There are two other equally important aspects of a will:
  1. You can name the person (executor) who will manage and settle your estate. If you do not name someone, the court will appoint an administrator, who might not be someone you would choose.
  2. You can name a legal guardian for minor children or dependents with special needs. If you don’t appoint a guardian, the state will appoint one for you.
Keep in mind that a will is a legal document, and the courts are very reluctant to overturn any provisions within it. Therefore, it’s crucial that your will be well written and articulated, and properly executed under your state’s laws. It’s also important to keep your will up-to-date.
Letter of instruction
A letter of instruction (also called a testamentary letter or side letter) is an informal, nonlegal document that generally accompanies your will and is used to express your personal thoughts and directions regarding what is in the will (or about other things, such as your burial wishes or where to locate other documents). This can be the most helpful document you leave for your family members and your executor.
Unlike your will, a letter of instruction remains private. Therefore, it is an opportunity to say the things you would rather not make public.
 
A letter of instruction is not a substitute for a will. Any directions you include in the letter are only suggestions and are not binding. The people to whom you address the letter may follow or disregard any instructions.
Living trust
A living trust (also known as a revocable or inter vivos trust) is a separate legal entity you create to own property, such as your home or investments. The trust is called a living trust because it’s meant to function while you’re alive.
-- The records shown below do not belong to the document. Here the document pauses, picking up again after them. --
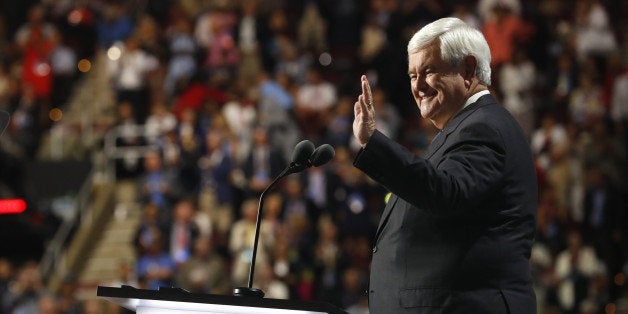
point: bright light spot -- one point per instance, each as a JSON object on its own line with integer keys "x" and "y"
{"x": 114, "y": 53}
{"x": 75, "y": 17}
{"x": 324, "y": 59}
{"x": 12, "y": 206}
{"x": 84, "y": 65}
{"x": 42, "y": 69}
{"x": 55, "y": 114}
{"x": 620, "y": 279}
{"x": 610, "y": 308}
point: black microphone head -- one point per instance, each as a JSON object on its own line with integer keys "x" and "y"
{"x": 322, "y": 155}
{"x": 4, "y": 121}
{"x": 302, "y": 152}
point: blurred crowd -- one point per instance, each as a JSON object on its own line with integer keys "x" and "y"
{"x": 223, "y": 90}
You control the property in the trust, and, whenever you wish, you can change the trust terms, transfer property in and out of the trust, or end the trust altogether.
Not everyone needs a living trust, but it can be used to accomplish various purposes. The primary function is typically to avoid probate. This is possible because property in a living trust is not included in the probate estate.
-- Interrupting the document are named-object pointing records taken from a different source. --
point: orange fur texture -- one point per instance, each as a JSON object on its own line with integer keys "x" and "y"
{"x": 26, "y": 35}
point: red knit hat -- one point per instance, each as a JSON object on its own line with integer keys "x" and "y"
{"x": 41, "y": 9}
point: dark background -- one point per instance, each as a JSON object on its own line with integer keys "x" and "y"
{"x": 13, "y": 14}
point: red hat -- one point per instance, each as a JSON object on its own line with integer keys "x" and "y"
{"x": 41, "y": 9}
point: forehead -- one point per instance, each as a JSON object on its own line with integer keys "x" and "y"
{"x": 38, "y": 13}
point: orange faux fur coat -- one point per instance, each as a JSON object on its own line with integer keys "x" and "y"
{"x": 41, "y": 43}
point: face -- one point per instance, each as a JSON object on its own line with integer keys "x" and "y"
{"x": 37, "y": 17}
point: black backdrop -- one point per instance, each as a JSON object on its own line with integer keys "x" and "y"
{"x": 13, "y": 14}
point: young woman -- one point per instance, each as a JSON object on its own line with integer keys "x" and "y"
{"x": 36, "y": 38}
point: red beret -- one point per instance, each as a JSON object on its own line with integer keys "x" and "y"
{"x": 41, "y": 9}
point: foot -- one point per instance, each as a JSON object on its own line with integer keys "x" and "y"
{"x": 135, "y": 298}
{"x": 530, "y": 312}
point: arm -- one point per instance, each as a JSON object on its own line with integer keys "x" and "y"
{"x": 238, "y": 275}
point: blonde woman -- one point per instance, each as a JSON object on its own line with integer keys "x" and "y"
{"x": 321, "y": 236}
Depending on your situation and your state’s laws, the probate process can be simple, easy, and inexpensive, or it can be relatively complex, resulting in delay and expense. This may be the case, for instance, if you own property in more than one state or in a foreign country, or have heirs that live overseas.
Further, probate takes time, and your property generally won’t be distributed until the process is completed. A small family allowance is sometimes paid, but it may be insufficient to provide for a family’s ongoing needs. Transferring property through a living trust provides for a quicker, almost immediate transfer of property to those who need it.
 

Probate can also interfere with the management of property like a closely held business or stock portfolio. Although your executor is responsible for managing the property until probate is completed, he or she may not have the expertise or authority to make significant management decisions, and the property may lose value. Transferring the property with a living trust can result in a smoother transition in management.

 

Finally, avoiding probate may be desirable if you’re concerned about privacy. Probated documents (e.g., will, inventory) become a matter of public record.